My own favourite Rhône red Lirac La Fermade 2007 (£10.25 from Yapp) is made under the terms of "l'agriculture raisonnée" a system very close to organic – you could loosely translate it as sustainable farming – and I like to think that the sublime purity of this satin-textured, wild-fruit, unoaked red owes much to the thoroughly Presbyterian method of its production.
Back on earth, I must concede France does not have a monopoly on organic wine. From Chile, dry white Adobe Chardonnay 2009 at £7.49 from Majestic is deliciously crisp with sweet-apple fruit, very pure in flavour, as might be expected. And from Waitrose, where they do make a bit of a thing about organic wine, one of my wines of the year is Tsantali Organic Cabernet Sauvignon 2006 at £8.49. It's from Halkidiki which, in case you didn't know, is in the northern reaches of Greece, up in the Balkans, and generously delicious with smooth, ripe, pure-blackcurrant flavours of ideal concentration and balance. Textbook Cabernet by any standard.
Are we drinking more than we used to? There is good news, and good news. According to several recent reports from both official and trade sources, Britons today drink less alcohol than we did a century ago, when we were vastly less prosperous than we are now. And wine, as a proportion of what we drink overall, has grown from one fiftieth to nearly a third.
Back in 1910, and throughout the first half of the 20th century, we got through no more than two bottles of wine per head, per year. Today, it's about 28 bottles – a little over half a bottle per week. Beer consumption has gone through the floor. It halved between 1900 and 2000, and in the last decade alone has fallen by another quarter. Spirits are at exactly the same level now as in 1910 and the good news for the West's cider industry is that UK consumption has grown eightfold – yes, eight times – since 1950. It's still a pretty modest amount, about five pints per person per year, but we are certainly going in the right direction.

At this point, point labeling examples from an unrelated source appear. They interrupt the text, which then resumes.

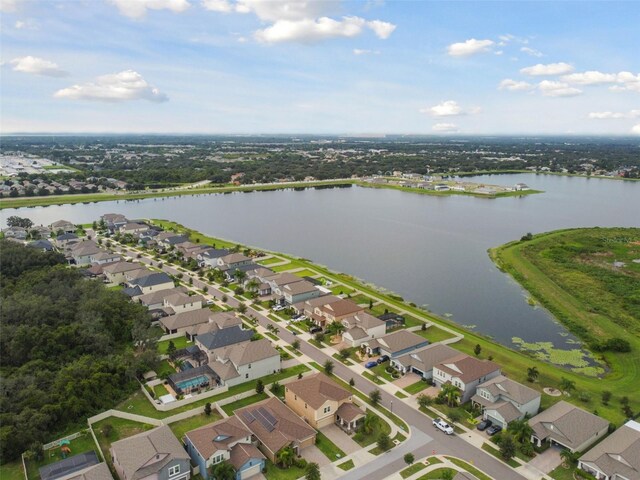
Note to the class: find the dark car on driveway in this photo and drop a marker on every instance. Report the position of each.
(483, 425)
(382, 359)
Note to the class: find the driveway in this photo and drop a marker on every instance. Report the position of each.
(313, 454)
(548, 460)
(341, 439)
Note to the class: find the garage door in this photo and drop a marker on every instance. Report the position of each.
(250, 472)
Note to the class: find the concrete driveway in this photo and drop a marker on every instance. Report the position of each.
(548, 460)
(341, 439)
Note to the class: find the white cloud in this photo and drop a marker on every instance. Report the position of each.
(359, 51)
(138, 8)
(37, 66)
(614, 115)
(548, 69)
(469, 47)
(324, 28)
(444, 127)
(557, 89)
(116, 87)
(532, 51)
(515, 86)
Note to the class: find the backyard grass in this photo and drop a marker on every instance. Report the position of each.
(330, 449)
(243, 402)
(416, 387)
(139, 404)
(412, 470)
(181, 427)
(348, 465)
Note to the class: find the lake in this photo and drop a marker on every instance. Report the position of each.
(432, 250)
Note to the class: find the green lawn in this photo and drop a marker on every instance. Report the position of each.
(243, 402)
(416, 387)
(411, 470)
(181, 427)
(326, 446)
(139, 404)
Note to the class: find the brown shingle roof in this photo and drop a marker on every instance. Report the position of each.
(288, 426)
(317, 389)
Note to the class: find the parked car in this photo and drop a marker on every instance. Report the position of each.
(443, 426)
(483, 425)
(382, 359)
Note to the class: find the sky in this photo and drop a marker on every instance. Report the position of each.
(320, 67)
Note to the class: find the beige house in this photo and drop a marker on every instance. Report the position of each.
(566, 425)
(617, 457)
(276, 426)
(322, 402)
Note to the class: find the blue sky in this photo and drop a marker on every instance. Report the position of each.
(255, 66)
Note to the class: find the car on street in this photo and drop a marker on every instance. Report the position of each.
(443, 426)
(382, 359)
(483, 425)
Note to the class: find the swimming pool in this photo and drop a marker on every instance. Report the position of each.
(193, 382)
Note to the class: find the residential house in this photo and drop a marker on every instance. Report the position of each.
(116, 272)
(321, 402)
(64, 225)
(422, 360)
(152, 455)
(151, 282)
(82, 252)
(335, 312)
(396, 344)
(225, 440)
(617, 457)
(276, 426)
(466, 373)
(211, 341)
(361, 328)
(243, 362)
(503, 400)
(186, 321)
(569, 426)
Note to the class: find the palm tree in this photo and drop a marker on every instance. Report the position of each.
(286, 456)
(451, 394)
(223, 471)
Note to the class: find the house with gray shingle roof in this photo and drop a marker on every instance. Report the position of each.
(503, 400)
(155, 454)
(566, 425)
(617, 457)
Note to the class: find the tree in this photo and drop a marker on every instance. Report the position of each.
(312, 471)
(384, 442)
(328, 367)
(223, 471)
(507, 446)
(286, 456)
(15, 221)
(567, 385)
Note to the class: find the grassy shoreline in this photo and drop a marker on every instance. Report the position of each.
(514, 363)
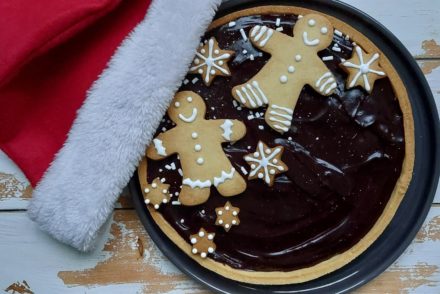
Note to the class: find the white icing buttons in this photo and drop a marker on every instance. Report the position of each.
(283, 79)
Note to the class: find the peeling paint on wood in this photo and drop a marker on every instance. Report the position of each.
(429, 66)
(404, 278)
(124, 264)
(430, 231)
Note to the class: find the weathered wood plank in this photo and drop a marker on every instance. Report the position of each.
(414, 22)
(127, 261)
(15, 189)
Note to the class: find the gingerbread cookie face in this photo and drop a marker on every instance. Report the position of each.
(198, 141)
(327, 168)
(211, 61)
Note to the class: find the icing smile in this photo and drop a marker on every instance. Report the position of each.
(308, 42)
(191, 118)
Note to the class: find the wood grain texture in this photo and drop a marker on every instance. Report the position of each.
(118, 264)
(127, 261)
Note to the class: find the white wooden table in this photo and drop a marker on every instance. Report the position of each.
(126, 261)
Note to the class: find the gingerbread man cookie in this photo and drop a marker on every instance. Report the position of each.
(198, 143)
(294, 63)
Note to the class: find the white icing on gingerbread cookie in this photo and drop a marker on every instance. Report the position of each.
(294, 63)
(198, 141)
(266, 163)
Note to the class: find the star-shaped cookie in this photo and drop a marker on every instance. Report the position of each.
(363, 69)
(227, 216)
(266, 163)
(211, 61)
(202, 243)
(156, 193)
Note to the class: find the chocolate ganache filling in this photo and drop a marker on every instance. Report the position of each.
(344, 153)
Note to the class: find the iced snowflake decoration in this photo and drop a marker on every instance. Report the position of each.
(266, 163)
(361, 72)
(211, 61)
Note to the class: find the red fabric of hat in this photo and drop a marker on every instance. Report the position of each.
(50, 54)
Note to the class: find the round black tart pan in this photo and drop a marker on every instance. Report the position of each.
(412, 210)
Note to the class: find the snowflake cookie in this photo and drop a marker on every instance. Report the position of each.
(294, 64)
(211, 61)
(266, 163)
(156, 193)
(227, 216)
(363, 69)
(202, 243)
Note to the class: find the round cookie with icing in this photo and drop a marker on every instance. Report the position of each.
(309, 129)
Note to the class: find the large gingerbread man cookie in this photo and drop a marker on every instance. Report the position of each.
(198, 141)
(294, 63)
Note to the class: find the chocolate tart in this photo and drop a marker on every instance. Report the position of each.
(350, 157)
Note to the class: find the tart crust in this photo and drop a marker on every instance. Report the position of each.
(337, 261)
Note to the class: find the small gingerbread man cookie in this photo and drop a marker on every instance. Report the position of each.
(294, 63)
(198, 142)
(203, 243)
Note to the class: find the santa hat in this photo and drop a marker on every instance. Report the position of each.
(75, 114)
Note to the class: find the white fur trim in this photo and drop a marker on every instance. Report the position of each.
(121, 113)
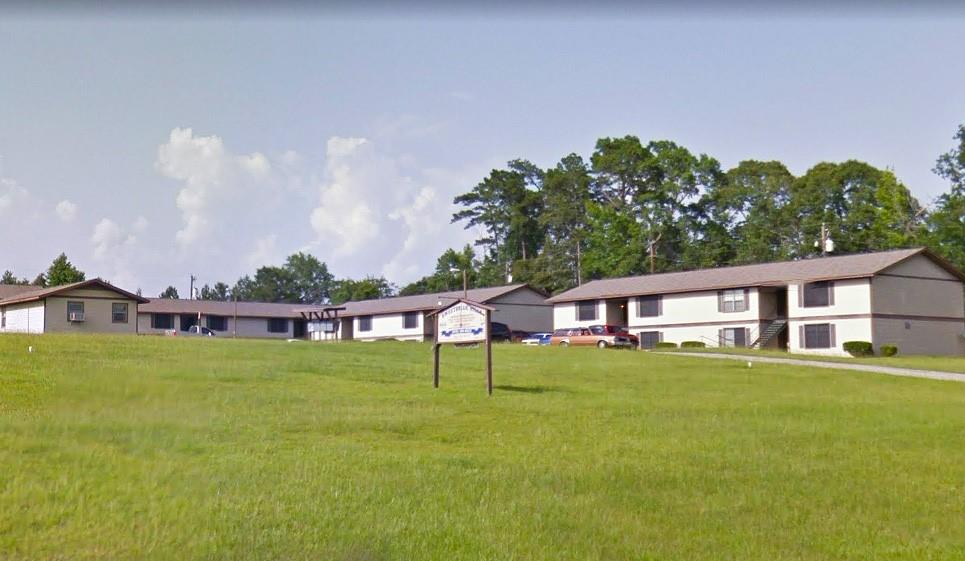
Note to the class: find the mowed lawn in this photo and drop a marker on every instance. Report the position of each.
(178, 448)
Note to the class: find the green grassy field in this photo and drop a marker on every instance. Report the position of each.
(940, 363)
(178, 448)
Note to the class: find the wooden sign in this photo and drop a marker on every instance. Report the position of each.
(463, 321)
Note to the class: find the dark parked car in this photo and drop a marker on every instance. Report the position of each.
(501, 332)
(615, 330)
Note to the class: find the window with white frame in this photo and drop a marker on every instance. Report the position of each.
(75, 311)
(818, 336)
(410, 320)
(648, 306)
(586, 311)
(818, 294)
(649, 339)
(733, 337)
(119, 312)
(733, 300)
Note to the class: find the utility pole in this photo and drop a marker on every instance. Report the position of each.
(653, 252)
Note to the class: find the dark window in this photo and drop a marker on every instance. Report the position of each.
(217, 323)
(586, 311)
(119, 312)
(817, 294)
(162, 321)
(733, 301)
(734, 337)
(817, 336)
(648, 306)
(649, 339)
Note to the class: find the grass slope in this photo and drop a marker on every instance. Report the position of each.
(916, 362)
(176, 448)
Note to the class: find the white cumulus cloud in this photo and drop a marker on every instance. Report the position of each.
(66, 210)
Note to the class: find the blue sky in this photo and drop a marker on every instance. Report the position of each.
(152, 146)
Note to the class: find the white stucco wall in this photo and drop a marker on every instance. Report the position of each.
(707, 334)
(564, 315)
(855, 329)
(523, 309)
(24, 318)
(389, 326)
(249, 327)
(851, 296)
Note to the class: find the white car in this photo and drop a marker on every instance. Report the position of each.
(537, 339)
(199, 331)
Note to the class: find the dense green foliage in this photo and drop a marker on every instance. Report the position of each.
(170, 293)
(180, 448)
(858, 348)
(636, 208)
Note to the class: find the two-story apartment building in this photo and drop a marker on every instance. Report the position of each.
(910, 298)
(91, 306)
(402, 318)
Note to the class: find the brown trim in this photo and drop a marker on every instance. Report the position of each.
(616, 295)
(731, 322)
(66, 297)
(915, 277)
(826, 318)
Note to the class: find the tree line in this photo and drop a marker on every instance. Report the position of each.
(636, 208)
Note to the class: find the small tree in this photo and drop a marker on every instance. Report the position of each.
(62, 271)
(9, 278)
(170, 293)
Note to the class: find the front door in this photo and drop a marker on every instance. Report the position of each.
(781, 295)
(188, 320)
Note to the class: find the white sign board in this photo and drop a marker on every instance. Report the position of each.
(462, 323)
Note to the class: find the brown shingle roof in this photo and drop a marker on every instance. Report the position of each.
(16, 297)
(396, 304)
(216, 308)
(806, 270)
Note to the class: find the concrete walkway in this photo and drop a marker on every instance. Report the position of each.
(890, 370)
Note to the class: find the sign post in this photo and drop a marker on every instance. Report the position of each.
(461, 322)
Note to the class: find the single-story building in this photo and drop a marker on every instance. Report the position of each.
(401, 317)
(910, 298)
(92, 306)
(518, 306)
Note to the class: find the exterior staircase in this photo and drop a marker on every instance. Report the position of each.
(773, 330)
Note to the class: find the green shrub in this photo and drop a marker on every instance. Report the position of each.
(859, 348)
(889, 350)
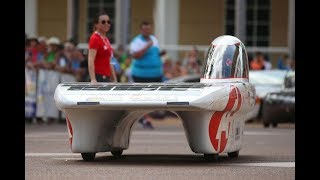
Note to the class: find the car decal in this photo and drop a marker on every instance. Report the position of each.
(69, 130)
(216, 118)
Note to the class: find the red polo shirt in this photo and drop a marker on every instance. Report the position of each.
(104, 53)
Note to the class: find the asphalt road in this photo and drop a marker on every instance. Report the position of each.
(162, 153)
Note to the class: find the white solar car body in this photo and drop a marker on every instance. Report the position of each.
(213, 111)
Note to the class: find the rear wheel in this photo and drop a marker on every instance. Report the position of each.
(211, 157)
(234, 154)
(274, 124)
(266, 124)
(117, 152)
(88, 156)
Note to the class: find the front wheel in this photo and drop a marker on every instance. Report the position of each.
(88, 156)
(233, 154)
(117, 152)
(211, 157)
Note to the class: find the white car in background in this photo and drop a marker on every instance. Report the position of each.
(265, 81)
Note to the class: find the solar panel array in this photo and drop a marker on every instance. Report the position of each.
(134, 87)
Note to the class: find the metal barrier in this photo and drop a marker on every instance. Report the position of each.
(39, 92)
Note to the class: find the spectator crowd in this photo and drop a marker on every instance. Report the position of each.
(49, 61)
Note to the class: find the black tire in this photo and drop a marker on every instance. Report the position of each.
(88, 156)
(117, 152)
(274, 124)
(234, 154)
(211, 157)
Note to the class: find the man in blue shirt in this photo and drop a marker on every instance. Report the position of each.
(144, 48)
(146, 65)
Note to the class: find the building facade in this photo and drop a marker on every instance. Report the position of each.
(263, 25)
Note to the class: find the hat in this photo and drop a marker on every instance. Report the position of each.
(53, 40)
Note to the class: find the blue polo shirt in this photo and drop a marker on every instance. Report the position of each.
(150, 64)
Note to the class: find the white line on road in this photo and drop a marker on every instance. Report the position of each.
(165, 133)
(74, 155)
(264, 164)
(50, 154)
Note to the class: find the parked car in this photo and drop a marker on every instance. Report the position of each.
(265, 81)
(279, 106)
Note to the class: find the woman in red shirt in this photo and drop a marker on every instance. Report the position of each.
(100, 52)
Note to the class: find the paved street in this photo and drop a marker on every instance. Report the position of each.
(162, 153)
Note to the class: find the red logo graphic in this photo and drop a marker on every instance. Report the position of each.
(70, 130)
(216, 118)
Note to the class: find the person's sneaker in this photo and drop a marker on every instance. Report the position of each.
(148, 125)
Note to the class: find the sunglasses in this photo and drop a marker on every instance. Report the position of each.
(104, 22)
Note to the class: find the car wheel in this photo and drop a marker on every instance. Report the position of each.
(117, 152)
(88, 156)
(234, 154)
(266, 124)
(274, 125)
(211, 157)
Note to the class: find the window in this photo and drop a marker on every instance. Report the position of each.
(94, 8)
(257, 21)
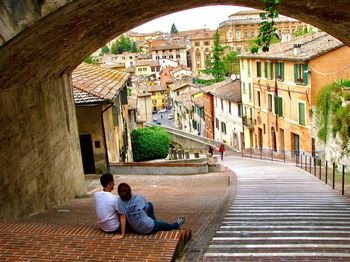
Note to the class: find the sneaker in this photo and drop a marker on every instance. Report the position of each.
(181, 221)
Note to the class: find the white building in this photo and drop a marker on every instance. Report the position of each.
(228, 114)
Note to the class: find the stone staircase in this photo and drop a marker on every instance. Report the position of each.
(291, 218)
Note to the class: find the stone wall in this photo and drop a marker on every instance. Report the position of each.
(40, 157)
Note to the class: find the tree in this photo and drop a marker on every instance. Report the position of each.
(216, 63)
(150, 143)
(173, 29)
(104, 50)
(123, 44)
(231, 63)
(267, 30)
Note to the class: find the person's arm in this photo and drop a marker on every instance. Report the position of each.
(122, 220)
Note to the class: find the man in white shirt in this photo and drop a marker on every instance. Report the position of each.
(108, 217)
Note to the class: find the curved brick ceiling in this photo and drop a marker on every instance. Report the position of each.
(52, 37)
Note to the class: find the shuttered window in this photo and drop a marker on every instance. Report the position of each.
(301, 108)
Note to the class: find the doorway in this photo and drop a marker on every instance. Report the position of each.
(87, 154)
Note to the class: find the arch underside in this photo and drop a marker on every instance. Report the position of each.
(46, 40)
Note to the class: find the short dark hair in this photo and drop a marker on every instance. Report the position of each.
(124, 191)
(106, 178)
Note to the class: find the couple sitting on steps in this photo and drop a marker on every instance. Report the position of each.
(113, 213)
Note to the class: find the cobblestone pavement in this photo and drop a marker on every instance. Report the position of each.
(69, 232)
(281, 213)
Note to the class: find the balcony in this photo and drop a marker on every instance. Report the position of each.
(248, 122)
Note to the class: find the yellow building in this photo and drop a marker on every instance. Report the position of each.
(243, 26)
(286, 81)
(202, 42)
(158, 95)
(100, 96)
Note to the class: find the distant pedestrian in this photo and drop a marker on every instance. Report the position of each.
(211, 150)
(140, 214)
(222, 151)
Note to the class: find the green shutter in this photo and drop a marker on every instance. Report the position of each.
(301, 113)
(280, 106)
(115, 111)
(276, 105)
(305, 68)
(296, 73)
(258, 69)
(271, 70)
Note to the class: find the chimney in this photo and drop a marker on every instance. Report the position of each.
(296, 48)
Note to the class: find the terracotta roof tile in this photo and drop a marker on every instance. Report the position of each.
(230, 91)
(311, 46)
(102, 83)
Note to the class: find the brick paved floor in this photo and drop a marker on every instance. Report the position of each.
(69, 232)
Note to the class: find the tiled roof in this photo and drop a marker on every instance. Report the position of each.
(228, 90)
(151, 88)
(103, 84)
(311, 46)
(179, 85)
(199, 101)
(147, 63)
(208, 89)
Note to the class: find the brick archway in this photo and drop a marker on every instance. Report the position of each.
(41, 42)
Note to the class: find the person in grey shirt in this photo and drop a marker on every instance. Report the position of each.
(140, 214)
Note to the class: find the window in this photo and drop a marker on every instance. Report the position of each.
(258, 69)
(301, 110)
(268, 70)
(269, 102)
(229, 36)
(280, 71)
(250, 91)
(258, 98)
(301, 74)
(279, 106)
(223, 127)
(115, 111)
(248, 65)
(240, 110)
(238, 35)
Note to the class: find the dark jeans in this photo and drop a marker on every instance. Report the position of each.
(158, 224)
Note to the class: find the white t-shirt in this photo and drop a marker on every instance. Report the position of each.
(106, 210)
(134, 209)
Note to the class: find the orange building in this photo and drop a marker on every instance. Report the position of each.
(243, 26)
(286, 81)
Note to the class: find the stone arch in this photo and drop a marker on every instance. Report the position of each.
(41, 42)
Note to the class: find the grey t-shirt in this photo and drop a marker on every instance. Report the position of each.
(134, 209)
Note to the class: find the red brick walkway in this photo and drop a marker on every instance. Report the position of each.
(44, 242)
(69, 232)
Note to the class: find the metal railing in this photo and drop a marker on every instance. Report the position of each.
(336, 175)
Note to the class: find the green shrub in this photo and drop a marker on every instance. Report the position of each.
(150, 143)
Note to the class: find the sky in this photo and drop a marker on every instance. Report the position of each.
(196, 18)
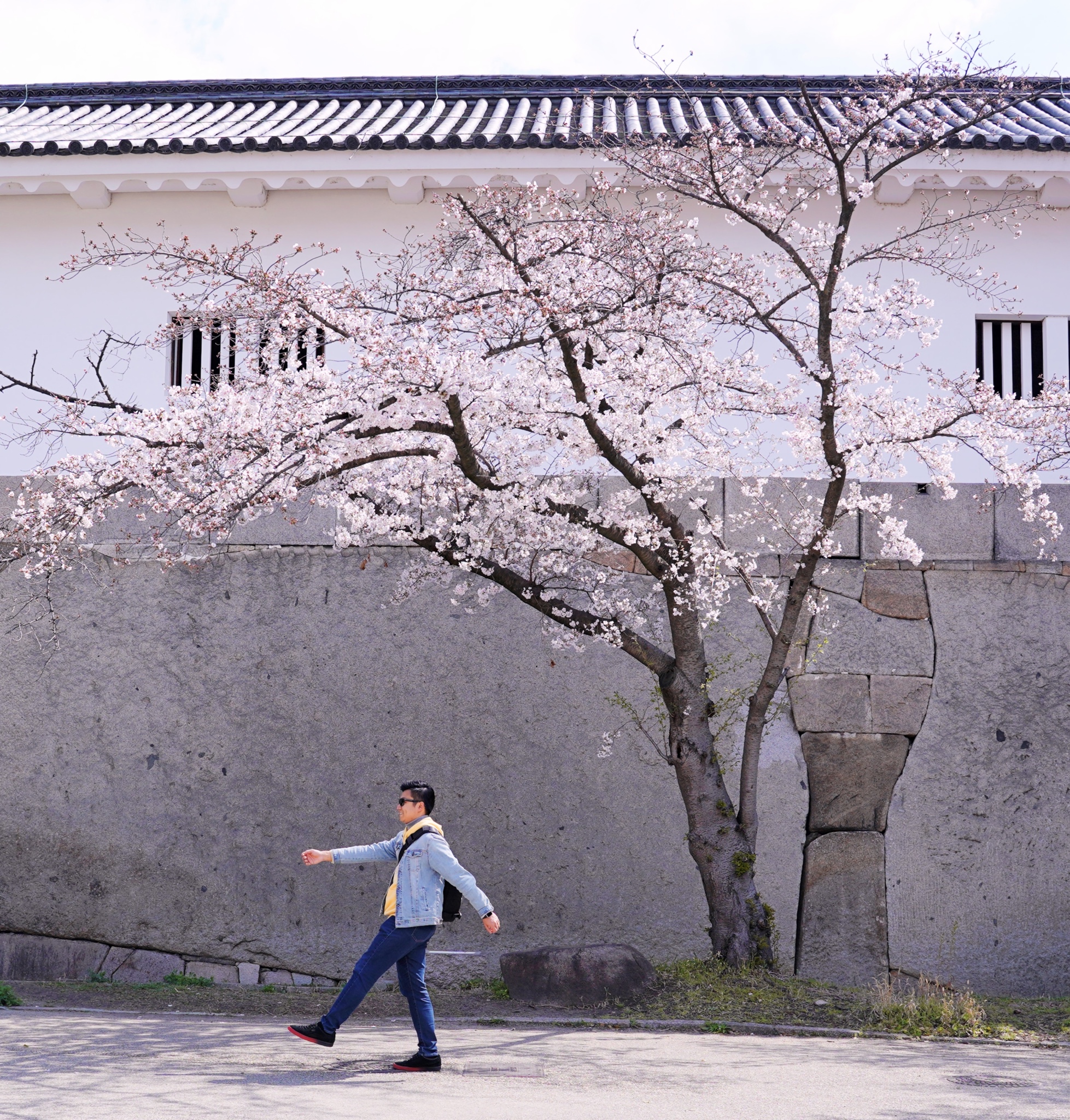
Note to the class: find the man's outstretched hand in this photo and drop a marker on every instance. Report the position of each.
(315, 856)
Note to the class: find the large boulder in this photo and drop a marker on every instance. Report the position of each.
(140, 966)
(843, 928)
(27, 957)
(852, 779)
(577, 977)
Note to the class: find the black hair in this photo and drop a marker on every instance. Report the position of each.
(421, 792)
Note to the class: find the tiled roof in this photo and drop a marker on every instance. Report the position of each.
(463, 112)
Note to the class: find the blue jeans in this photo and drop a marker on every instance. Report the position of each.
(408, 949)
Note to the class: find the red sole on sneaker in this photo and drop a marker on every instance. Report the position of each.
(305, 1037)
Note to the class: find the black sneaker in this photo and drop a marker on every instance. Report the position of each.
(420, 1064)
(314, 1033)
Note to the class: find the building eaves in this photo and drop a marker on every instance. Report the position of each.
(500, 111)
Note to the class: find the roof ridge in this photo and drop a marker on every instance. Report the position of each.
(449, 85)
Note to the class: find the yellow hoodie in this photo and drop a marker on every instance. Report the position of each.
(390, 904)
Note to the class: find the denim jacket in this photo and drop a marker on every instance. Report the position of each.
(428, 861)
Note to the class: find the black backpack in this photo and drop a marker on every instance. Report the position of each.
(451, 897)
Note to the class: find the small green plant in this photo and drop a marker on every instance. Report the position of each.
(183, 981)
(742, 862)
(929, 1008)
(500, 988)
(496, 987)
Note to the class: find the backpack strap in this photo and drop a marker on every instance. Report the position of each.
(414, 838)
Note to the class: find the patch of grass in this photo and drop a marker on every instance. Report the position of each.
(182, 981)
(495, 987)
(928, 1008)
(711, 991)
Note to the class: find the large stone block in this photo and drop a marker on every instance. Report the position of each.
(849, 639)
(777, 521)
(248, 972)
(141, 966)
(26, 957)
(896, 594)
(979, 836)
(577, 977)
(1018, 539)
(843, 923)
(842, 577)
(711, 495)
(957, 529)
(899, 704)
(831, 703)
(298, 522)
(852, 779)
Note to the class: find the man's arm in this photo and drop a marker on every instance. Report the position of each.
(384, 851)
(442, 860)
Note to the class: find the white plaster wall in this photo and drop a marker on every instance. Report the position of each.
(39, 231)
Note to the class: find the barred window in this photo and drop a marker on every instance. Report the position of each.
(207, 353)
(1011, 357)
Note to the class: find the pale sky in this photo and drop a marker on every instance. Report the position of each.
(72, 40)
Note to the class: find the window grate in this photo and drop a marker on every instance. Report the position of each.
(186, 362)
(1010, 357)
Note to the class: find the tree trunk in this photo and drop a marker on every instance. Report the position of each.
(740, 926)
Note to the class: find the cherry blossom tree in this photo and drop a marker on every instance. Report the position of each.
(535, 398)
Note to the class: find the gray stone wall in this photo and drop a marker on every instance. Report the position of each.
(198, 727)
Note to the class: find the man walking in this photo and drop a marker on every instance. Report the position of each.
(411, 911)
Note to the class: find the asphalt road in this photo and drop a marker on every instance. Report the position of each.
(99, 1066)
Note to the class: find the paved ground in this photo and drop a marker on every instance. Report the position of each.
(100, 1066)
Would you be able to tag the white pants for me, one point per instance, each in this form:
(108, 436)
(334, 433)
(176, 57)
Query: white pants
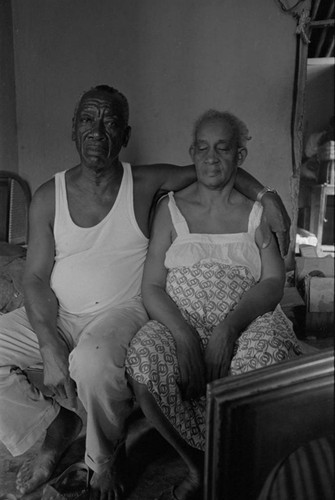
(98, 346)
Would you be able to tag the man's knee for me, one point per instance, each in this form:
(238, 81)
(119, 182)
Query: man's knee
(93, 360)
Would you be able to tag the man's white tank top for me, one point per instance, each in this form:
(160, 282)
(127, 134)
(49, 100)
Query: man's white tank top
(100, 266)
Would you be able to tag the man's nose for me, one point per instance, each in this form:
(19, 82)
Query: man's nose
(211, 156)
(98, 128)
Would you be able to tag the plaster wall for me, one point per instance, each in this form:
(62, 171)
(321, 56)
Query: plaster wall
(8, 135)
(172, 59)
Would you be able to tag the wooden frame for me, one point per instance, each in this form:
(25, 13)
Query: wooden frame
(14, 208)
(258, 418)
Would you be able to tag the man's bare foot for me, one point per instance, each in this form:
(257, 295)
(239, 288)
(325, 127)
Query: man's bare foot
(60, 435)
(110, 484)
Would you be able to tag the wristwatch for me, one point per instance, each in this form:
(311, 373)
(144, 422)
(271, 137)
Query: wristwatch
(266, 189)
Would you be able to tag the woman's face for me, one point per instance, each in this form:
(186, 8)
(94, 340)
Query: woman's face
(215, 154)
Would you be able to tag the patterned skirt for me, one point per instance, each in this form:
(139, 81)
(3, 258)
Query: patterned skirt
(205, 293)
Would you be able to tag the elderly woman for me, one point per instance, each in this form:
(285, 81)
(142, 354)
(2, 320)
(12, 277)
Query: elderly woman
(212, 291)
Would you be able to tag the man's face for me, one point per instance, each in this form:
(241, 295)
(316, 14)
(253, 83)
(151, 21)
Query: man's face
(215, 153)
(99, 129)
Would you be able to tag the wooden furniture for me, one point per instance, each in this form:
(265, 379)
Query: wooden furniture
(322, 216)
(256, 419)
(15, 199)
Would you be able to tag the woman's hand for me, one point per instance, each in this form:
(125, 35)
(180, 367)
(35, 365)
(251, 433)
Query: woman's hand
(219, 352)
(56, 372)
(191, 366)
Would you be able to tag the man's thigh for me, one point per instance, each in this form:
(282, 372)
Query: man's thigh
(113, 329)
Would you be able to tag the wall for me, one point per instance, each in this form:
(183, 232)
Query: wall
(8, 133)
(172, 59)
(319, 94)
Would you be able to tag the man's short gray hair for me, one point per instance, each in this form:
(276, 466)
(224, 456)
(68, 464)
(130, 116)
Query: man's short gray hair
(240, 130)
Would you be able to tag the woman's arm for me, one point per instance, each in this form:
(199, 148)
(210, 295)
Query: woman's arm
(162, 308)
(274, 210)
(261, 298)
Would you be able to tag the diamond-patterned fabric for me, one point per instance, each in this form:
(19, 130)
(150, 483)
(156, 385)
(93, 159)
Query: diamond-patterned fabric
(205, 293)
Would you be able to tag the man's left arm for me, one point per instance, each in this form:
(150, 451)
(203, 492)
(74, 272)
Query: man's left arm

How do we compare with our European neighbours? In wine terms, it's fascinating. While our consumption has been rising (although it's fallen back ten per cent in the last five years), wine drinking in France has plummeted by two thirds just since 1980. In Italy, wine has halved from 120 to 60 bottles in the same period and in the meantime beer consumption has doubled. In Spain since 1980 wine has sunk from 90 bottles per year to 40 today.
Britain comes nowhere for overall alcohol consumption compared to most of our European Union neighbours, but we do have the distinction of paying the highest excise duties on drink of any EU member country. The highest retail prices for alcoholic drinks, however, are charged not in Britain but in Denmark. Oddly enough, it is also Denmark that tops the list for overall alcohol consumption. Policymakers who believe in reducing demand for drink by inflating its price might wish to take note of the Danish experience.
Bonterra Chardonnay 2007, reduced by a third from £10.99 to £7.29 at Waitrose until 21 September, is a luxury organic wine from California. From dreamy vineyards in the state's Mendocino County (the main picture on this page today), the northernmost vine-growing region of California, this is one of several excellent wines made by America's largest organic producer, Fetzer, an enterprise founded in 1968 and lately taken over by the huge US distilling group Brown Forman. Bonterra Chardonnay is a consistently lush, ripe oak-matured wine of real character.